Como se gesta un Demente (Novela autobiográfica) Cap. 14

A pesar de detestar la vida militar y mantener incólume mi apreciación de intelectual acerca de la necedad dogmática con que se manejan las convicciones de los castrenses, conservaba mi capacidad de adaptación para hacer llevadera la situación de convivir como un elemento o engranaje más de este bizarro orden.

Mi grado de Cabo del Ejército peruano me confería cierto poder además de algunas ventajas y licencias.
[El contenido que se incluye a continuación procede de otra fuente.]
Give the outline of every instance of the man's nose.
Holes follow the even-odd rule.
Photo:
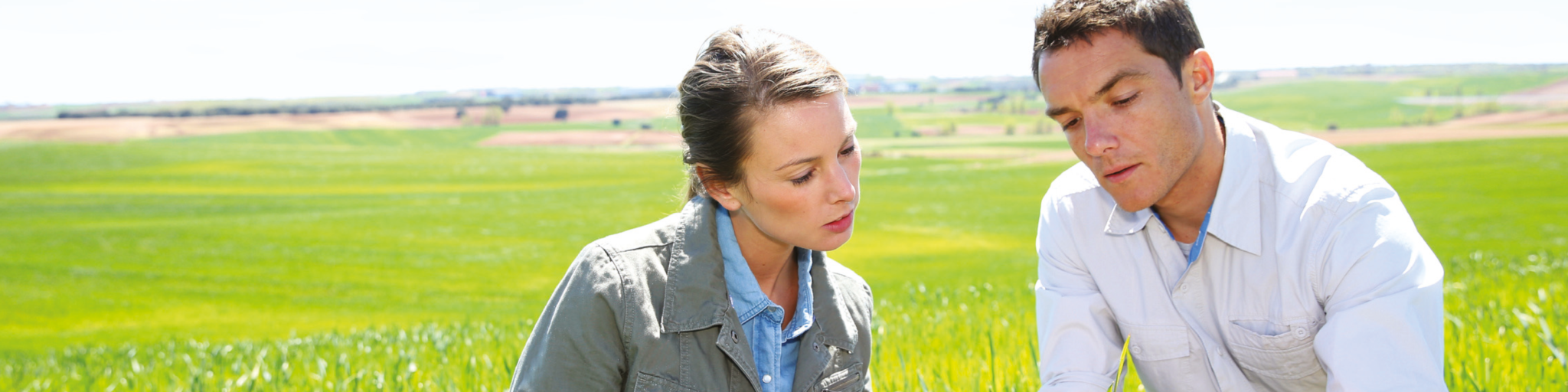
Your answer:
[[[1083,118],[1083,152],[1090,157],[1102,157],[1116,147],[1113,124],[1104,119]]]

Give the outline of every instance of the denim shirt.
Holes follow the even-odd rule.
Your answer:
[[[757,278],[751,274],[746,257],[740,254],[740,241],[735,240],[735,226],[729,220],[729,210],[718,210],[718,251],[724,259],[724,285],[729,289],[729,303],[740,315],[740,326],[751,343],[751,358],[757,362],[757,378],[762,381],[760,392],[789,392],[795,381],[795,361],[800,356],[801,336],[811,329],[811,252],[795,249],[800,268],[800,299],[795,304],[795,318],[784,328],[784,307],[773,304]]]

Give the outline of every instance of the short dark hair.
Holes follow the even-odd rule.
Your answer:
[[[1182,61],[1203,47],[1184,0],[1057,0],[1035,19],[1035,85],[1040,85],[1040,55],[1088,42],[1105,28],[1138,39],[1143,52],[1165,60],[1178,83]]]
[[[702,183],[740,180],[751,125],[762,111],[847,88],[844,74],[795,38],[739,25],[707,38],[681,80],[676,105],[688,165],[687,199],[706,194]],[[709,169],[699,174],[698,163]]]

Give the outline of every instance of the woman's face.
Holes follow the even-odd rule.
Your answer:
[[[850,240],[861,151],[844,94],[776,105],[751,127],[742,183],[715,199],[768,240],[833,251]]]

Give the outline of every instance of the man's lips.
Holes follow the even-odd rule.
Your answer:
[[[848,230],[851,224],[855,224],[855,210],[850,210],[850,213],[845,213],[844,216],[839,216],[839,220],[823,224],[822,227],[837,234]]]
[[[1127,177],[1132,177],[1134,171],[1138,171],[1138,166],[1140,166],[1138,163],[1132,163],[1124,166],[1107,168],[1105,180],[1110,180],[1112,183],[1120,183],[1123,180],[1127,180]]]

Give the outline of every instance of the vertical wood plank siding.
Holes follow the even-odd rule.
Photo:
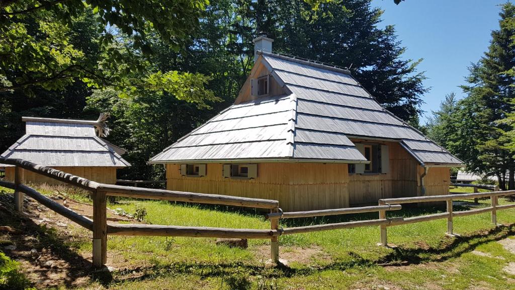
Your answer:
[[[116,168],[115,167],[56,166],[52,168],[100,183],[114,184],[116,183]],[[46,183],[50,185],[64,184],[61,182],[38,174],[32,171],[25,170],[25,169],[22,169],[22,170],[23,171],[23,182],[24,183]],[[8,181],[13,181],[14,178],[14,167],[6,167],[5,176],[6,179]]]
[[[222,164],[207,164],[203,177],[180,175],[179,164],[166,166],[167,188],[279,201],[284,211],[349,206],[347,164],[262,163],[258,178],[225,179]]]

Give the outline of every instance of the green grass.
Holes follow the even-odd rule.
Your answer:
[[[43,191],[53,193],[48,189]],[[89,200],[80,192],[66,194],[74,199]],[[134,213],[137,206],[144,207],[147,212],[146,221],[155,224],[270,227],[269,221],[253,210],[165,201],[119,201],[124,203],[109,203],[108,207],[121,207],[130,213]],[[488,199],[479,202],[473,206],[490,204]],[[500,199],[500,204],[507,203]],[[403,206],[401,211],[388,213],[388,216],[414,216],[445,211],[444,207]],[[468,209],[468,206],[455,206],[454,211]],[[377,218],[374,213],[284,220],[281,226]],[[497,221],[515,223],[515,210],[498,211]],[[377,227],[281,236],[281,256],[295,251],[302,252],[303,247],[316,247],[325,257],[312,257],[302,263],[290,261],[289,267],[276,268],[264,266],[263,261],[268,259],[267,240],[250,240],[249,248],[241,249],[217,246],[214,238],[110,236],[110,261],[123,265],[127,270],[121,269],[116,272],[108,286],[109,289],[161,289],[166,285],[182,289],[346,289],[371,288],[377,285],[406,289],[430,288],[428,285],[449,289],[477,285],[491,289],[515,288],[512,280],[515,276],[502,270],[508,261],[515,261],[515,255],[496,241],[513,236],[515,227],[494,228],[489,213],[455,218],[454,232],[461,235],[456,238],[445,235],[446,222],[441,219],[388,228],[389,243],[398,246],[394,249],[376,246],[380,237]],[[84,254],[91,251],[87,239],[79,239],[73,247]],[[488,253],[492,257],[471,253],[474,250]],[[380,265],[385,263],[409,266]],[[138,269],[138,275],[131,277],[135,268]],[[102,286],[106,285],[93,281],[85,288]]]

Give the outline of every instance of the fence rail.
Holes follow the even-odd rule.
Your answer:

De manera rotativa era nombrado cabo de rancho, que en buen castellano significa cabo a cargo de la cuadrilla de soldados encargados de ayudar al cocinero con los insumos alimenticios (pelar papas, picar carne, cebollas y servir los alimentos a la tropa) En definitiva, me permitía comer muy bien.

Mi flamante ascenso también me brindaba la posibilidad de estar al mando de una decena de soldados que periódicamente eran destacados para resguardar un pool de vehículos ubicado a varios Kilómetros de distancia donde la única autoridad era el cabo asignado durante toda la jornada -por las noches venía un suboficial o técnico destacado pero sólo para dormir- lo cual facilitaba que mis soldados y yo sedujéramos a las alumnas de un colegio nocturno situado al frente del pool, casi todas ellas de origen provinciano, empleadas domésticas que se deslumbraban con nuestros uniformes, algo que resultaba fácil de lograr y sacar provecho de ello.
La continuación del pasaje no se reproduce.